The molecules of color in Portuguese postage stamps (1857–1909)

Catarina Pinto / J. Sérgio Seixas de Melo
Published Online: 2017-10-12 | DOI: https://doi.org/10.1515/pac-2017-0701

Abstract

The nature of the pigments or dyes used to dye the first Portuguese postage stamps has remained unknown until now. In this work, a study has been made of the inks used for red, rose, purple and orange colors in a selected number of Portuguese postage stamps from the period 1857 to 1909. This is based on analysis involving a variety of techniques (X-ray fluorescence, UV-Vis spectroscopy, HPLC-MS/HPLC-DAD, steady and time resolved fluorescence). It was found that the inks included, among others, the inorganic pigments cinnabar (HgS), lead oxide (Pb3O4) and chromate (PbCrO4), lead sulphide (PbS), and the organic compounds carminic acid and Eosin Y. The study demonstrated a non-destructive analysis method for identification of two molecules of color involving the UV-Vis (for carminic acid and Eosin Y) and fluorescence spectra, together with quantum yields and lifetimes (for Eosin Y).

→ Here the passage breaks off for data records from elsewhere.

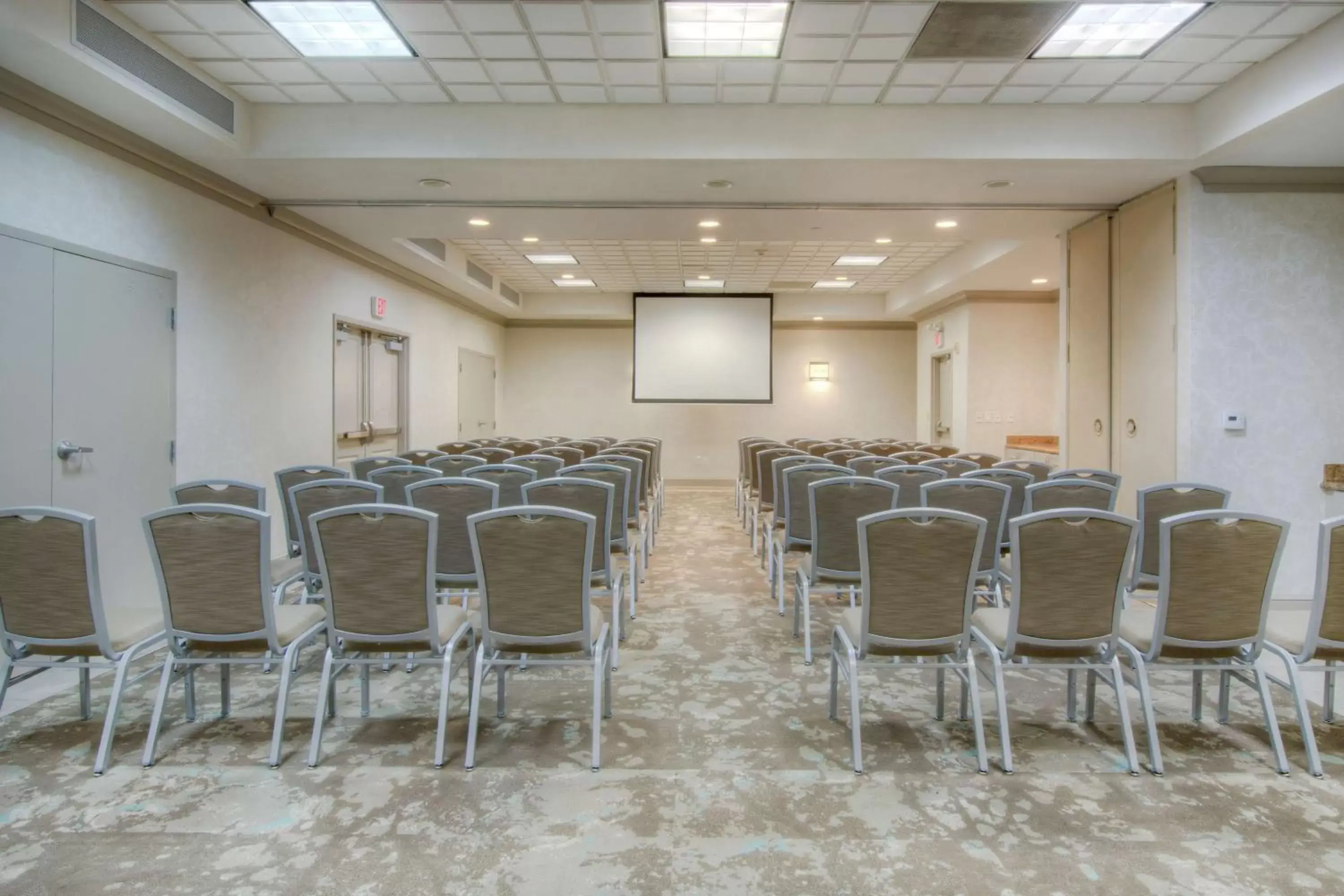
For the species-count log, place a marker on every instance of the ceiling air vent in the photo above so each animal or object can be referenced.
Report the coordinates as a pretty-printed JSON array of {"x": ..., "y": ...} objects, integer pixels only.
[
  {"x": 480, "y": 276},
  {"x": 101, "y": 35},
  {"x": 1006, "y": 30}
]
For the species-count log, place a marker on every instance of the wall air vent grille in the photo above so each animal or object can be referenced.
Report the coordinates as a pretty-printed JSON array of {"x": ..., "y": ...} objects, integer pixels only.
[{"x": 101, "y": 35}]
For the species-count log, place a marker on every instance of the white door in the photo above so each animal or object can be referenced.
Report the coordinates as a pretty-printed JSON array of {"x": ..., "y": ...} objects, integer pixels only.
[{"x": 475, "y": 394}]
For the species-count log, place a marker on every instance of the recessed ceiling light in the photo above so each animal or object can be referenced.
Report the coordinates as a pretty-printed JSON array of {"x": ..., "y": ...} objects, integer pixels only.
[
  {"x": 742, "y": 29},
  {"x": 334, "y": 29},
  {"x": 1115, "y": 30}
]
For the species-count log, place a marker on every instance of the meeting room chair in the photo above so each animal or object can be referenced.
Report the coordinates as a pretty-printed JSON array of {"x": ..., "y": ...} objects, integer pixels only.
[
  {"x": 835, "y": 507},
  {"x": 53, "y": 613},
  {"x": 1215, "y": 575},
  {"x": 535, "y": 569},
  {"x": 379, "y": 566},
  {"x": 1314, "y": 641},
  {"x": 1068, "y": 586},
  {"x": 918, "y": 577},
  {"x": 213, "y": 566}
]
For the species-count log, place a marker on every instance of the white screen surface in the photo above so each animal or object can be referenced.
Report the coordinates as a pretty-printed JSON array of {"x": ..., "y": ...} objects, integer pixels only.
[{"x": 702, "y": 349}]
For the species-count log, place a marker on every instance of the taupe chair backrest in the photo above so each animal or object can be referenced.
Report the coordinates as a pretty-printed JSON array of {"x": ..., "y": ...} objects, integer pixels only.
[
  {"x": 1217, "y": 570},
  {"x": 1057, "y": 495},
  {"x": 421, "y": 457},
  {"x": 323, "y": 495},
  {"x": 910, "y": 478},
  {"x": 365, "y": 465},
  {"x": 987, "y": 500},
  {"x": 288, "y": 478},
  {"x": 953, "y": 466},
  {"x": 797, "y": 508},
  {"x": 1068, "y": 579},
  {"x": 221, "y": 492},
  {"x": 983, "y": 461},
  {"x": 492, "y": 454},
  {"x": 834, "y": 509},
  {"x": 546, "y": 465},
  {"x": 535, "y": 567},
  {"x": 594, "y": 497},
  {"x": 378, "y": 569},
  {"x": 508, "y": 477},
  {"x": 457, "y": 448},
  {"x": 49, "y": 581},
  {"x": 1085, "y": 473},
  {"x": 213, "y": 563},
  {"x": 1155, "y": 504},
  {"x": 1035, "y": 469},
  {"x": 453, "y": 499},
  {"x": 396, "y": 478},
  {"x": 455, "y": 464},
  {"x": 918, "y": 575}
]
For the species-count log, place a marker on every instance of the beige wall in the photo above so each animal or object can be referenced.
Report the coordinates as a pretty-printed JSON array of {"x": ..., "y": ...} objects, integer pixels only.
[{"x": 577, "y": 381}]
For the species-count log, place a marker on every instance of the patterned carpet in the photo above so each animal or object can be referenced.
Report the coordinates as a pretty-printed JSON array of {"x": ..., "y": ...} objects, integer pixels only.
[{"x": 722, "y": 775}]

This article offers supplementary material which is provided at the end of the article.

Keywords: carminic acid; ChemCultHerit; dyes & pigments; Eosin Y; fluorescence; HgS; HPLC-DAD-MS; postage stamps; UV-Vis absorption

Article note:

A special issue containing invited papers on Chemistry and Cultural Heritage (M.J. Melo, A. Nevin and P. Baglioni, editors).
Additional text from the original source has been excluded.